A Home of Your Own
There are a lot of fun real estate choices to make when you're in your 40s and 50s. If your kids are grown, this may be your first chance in a long time to pick where you want to live without having to worry about school districts, bus routes, or day-care commutes. You can pick your location and home style based on your lifestyle now and what you want it to be in the future.
Choosing a Location
Spend some time thinking about your home location relative to how long you'll be living there and lifestyle factors that the location affects. If you're planning to live there just until you retire, a long commute to work may be a bad idea. If you're planning to put down roots and build your retirement support community of neighbors and friends, having a long commute to work for a few years might matter less to you.
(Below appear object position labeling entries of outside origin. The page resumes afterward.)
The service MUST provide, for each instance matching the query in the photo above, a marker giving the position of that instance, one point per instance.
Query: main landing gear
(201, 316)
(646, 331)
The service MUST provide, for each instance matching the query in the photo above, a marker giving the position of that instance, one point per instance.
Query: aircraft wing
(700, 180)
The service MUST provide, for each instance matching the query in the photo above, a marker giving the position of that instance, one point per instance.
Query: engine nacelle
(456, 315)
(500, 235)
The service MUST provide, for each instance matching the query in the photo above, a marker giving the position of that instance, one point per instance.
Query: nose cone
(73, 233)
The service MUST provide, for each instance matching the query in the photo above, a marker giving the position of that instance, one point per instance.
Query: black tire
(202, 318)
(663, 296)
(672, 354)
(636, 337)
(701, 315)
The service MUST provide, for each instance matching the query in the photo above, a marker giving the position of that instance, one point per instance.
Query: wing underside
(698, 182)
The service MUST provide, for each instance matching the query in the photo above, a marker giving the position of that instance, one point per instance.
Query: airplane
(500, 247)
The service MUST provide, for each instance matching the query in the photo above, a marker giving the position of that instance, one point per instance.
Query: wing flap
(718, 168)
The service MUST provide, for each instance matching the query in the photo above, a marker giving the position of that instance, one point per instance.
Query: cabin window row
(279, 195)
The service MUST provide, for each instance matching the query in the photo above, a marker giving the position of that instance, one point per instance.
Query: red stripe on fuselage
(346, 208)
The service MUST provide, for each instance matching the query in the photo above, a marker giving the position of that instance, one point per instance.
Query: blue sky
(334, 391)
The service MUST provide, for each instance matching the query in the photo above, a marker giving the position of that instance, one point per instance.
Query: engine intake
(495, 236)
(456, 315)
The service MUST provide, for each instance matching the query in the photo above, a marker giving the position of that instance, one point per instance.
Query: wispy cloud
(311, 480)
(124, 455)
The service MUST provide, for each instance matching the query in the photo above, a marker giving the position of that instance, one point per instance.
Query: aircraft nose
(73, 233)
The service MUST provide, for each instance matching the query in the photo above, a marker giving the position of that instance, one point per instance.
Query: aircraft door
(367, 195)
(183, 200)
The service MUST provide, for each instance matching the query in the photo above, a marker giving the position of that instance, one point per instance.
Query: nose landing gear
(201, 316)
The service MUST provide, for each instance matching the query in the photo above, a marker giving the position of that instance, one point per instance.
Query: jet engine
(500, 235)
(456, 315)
Other things to consider if you're planning to stay long term include:
Access to health care and community support systems
Proximity to your kids and friends
The style of the home you prefer, including whether a one- or two-story home will work best for you in retirement, given mobility and health concerns
Weather and seasonal conditions are a more important factor in choosing a long-term location than you may realize. People move to warmer climates after they retire for a reason — the older you get, the less tolerant you become of cold temperatures. And snow and ice become increasingly irksome for walking and driving as you age.
Real Estate as a Retirement Asset
If you're planning to make your current home an investment for retirement, it's important to disregard the emotional ties that many people feel toward their home and treat yours like an investment. Make sure you're budgeting toward keeping the property maintained and equipped with up-to-date amenities. Keep personalization to a minimum and avoid being too trendy in your permanent structures and design. Consider the costs of selling the property at retirement, and have a plan B that includes assets unrelated to real estate that can provide income so you don't have to sell in a down market.
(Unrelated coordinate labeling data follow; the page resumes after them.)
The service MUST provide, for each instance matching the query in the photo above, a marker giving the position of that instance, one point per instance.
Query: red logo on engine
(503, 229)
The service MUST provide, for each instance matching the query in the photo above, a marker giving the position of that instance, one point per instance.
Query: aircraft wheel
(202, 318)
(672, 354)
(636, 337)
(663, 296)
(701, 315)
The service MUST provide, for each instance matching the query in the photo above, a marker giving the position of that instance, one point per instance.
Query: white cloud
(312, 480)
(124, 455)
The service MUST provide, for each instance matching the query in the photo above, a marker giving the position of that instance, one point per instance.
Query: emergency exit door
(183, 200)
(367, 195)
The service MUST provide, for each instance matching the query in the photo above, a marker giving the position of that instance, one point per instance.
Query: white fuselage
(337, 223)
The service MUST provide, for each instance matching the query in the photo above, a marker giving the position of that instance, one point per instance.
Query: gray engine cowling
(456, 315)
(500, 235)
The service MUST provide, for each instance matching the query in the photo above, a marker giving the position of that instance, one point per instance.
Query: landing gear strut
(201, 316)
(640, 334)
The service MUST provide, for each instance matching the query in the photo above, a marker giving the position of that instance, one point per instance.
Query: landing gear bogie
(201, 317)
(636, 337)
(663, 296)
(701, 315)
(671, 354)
If your house is in a good location or on a large lot, you may not need to keep it meticulously up to date. Your buyer may buy for the location rather than the house or plan to tear down and build new. Don't invest in upgrades if your house isn't as valuable as the lot it sits on.
Additions to Add Value
In most housing markets, there are only a few additions and upgrades that you can make to a house that add value. Builders and designers are fond of calling some projects “investments” in the property, but if your plan to sell coincides with a downward trend in the market, even proven upgrades such as adding a bathroom might not yield a return upon sale. Make additions to your home cautiously to avoid wasting money that won't be recouped.
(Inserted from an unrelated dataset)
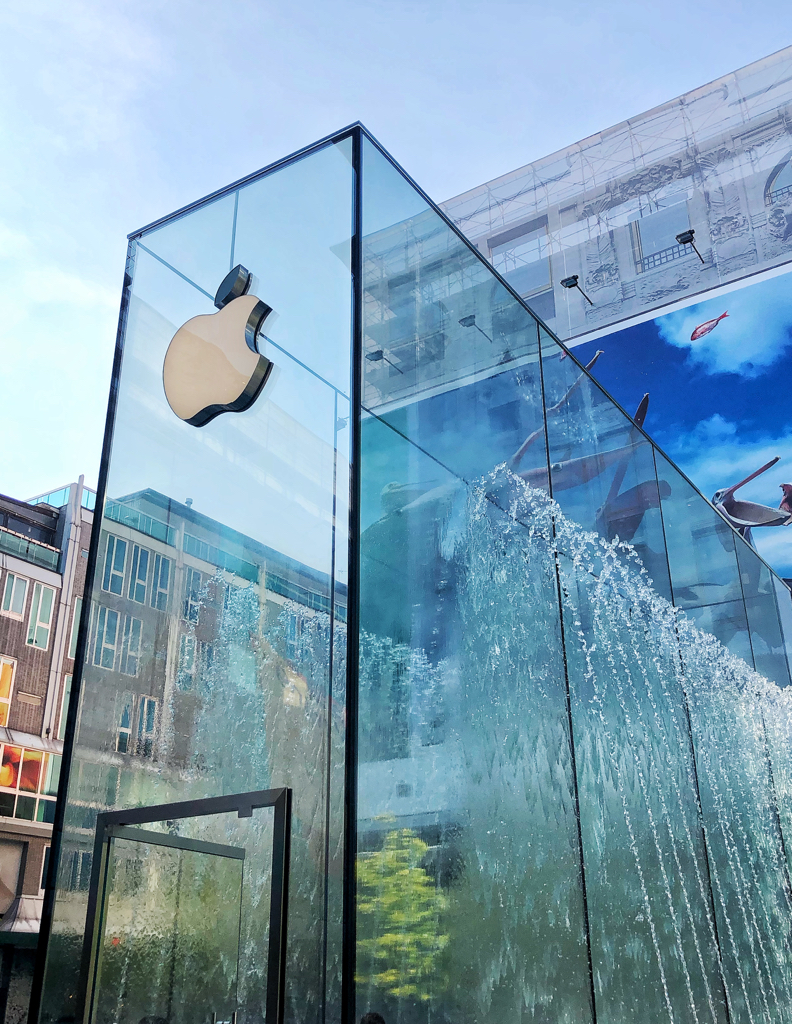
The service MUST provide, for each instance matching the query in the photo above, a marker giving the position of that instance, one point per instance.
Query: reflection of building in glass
(527, 689)
(716, 160)
(43, 548)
Homes need to be kept up to date, and that is part of the cost of owning them. A house on the market in 2008 that still has the same small, avocado-colored refrigerator your mom had isn't going to sell as quickly as one with more current appliances. Plan a regular, budgeted contribution to your household fund to cover upgrades, just as you do to cover maintenance. If you plan something more than a basic upgrade — such as changing from that avocado refrigerator to a modern, stainless-steel one — and you're not selling right away, beware that styles might change dramatically before you sell. The upgrade might make sense, as long as you budget the upgrade as something you will enjoy, knowing you might not recoup your investment upon sale.
Planning for an Empty Nest
This is your chance to plan your home around you, without having to consider your kids and their needs. Give yourself a chance to welcome this transition; it's an exciting time for both you and your spouse or partner. Be thoughtful and deliberate about what you do with your home after the kids are gone. Some parents will be happy to change the locks and convert the kid's room into a home office. But others may want to build an addition so that the kids can come back with their own children. Take this opportunity to strengthen your personal finances and theirs by ending your direct financial support and begin making financial decisions without the kids' goals in mind. You may choose to help them later under certain circumstances, but for now, this is the perfect chance to cut the apron strings.
Home decorating magazines will have a current list of additions or home upgrades that are adding value in your market. Historically, changes that add space or convenience are your best bet. Adding a downstairs bathroom to a house that doesn't have one, paving a gravel driveway, and adding a garage have been good bets in the past.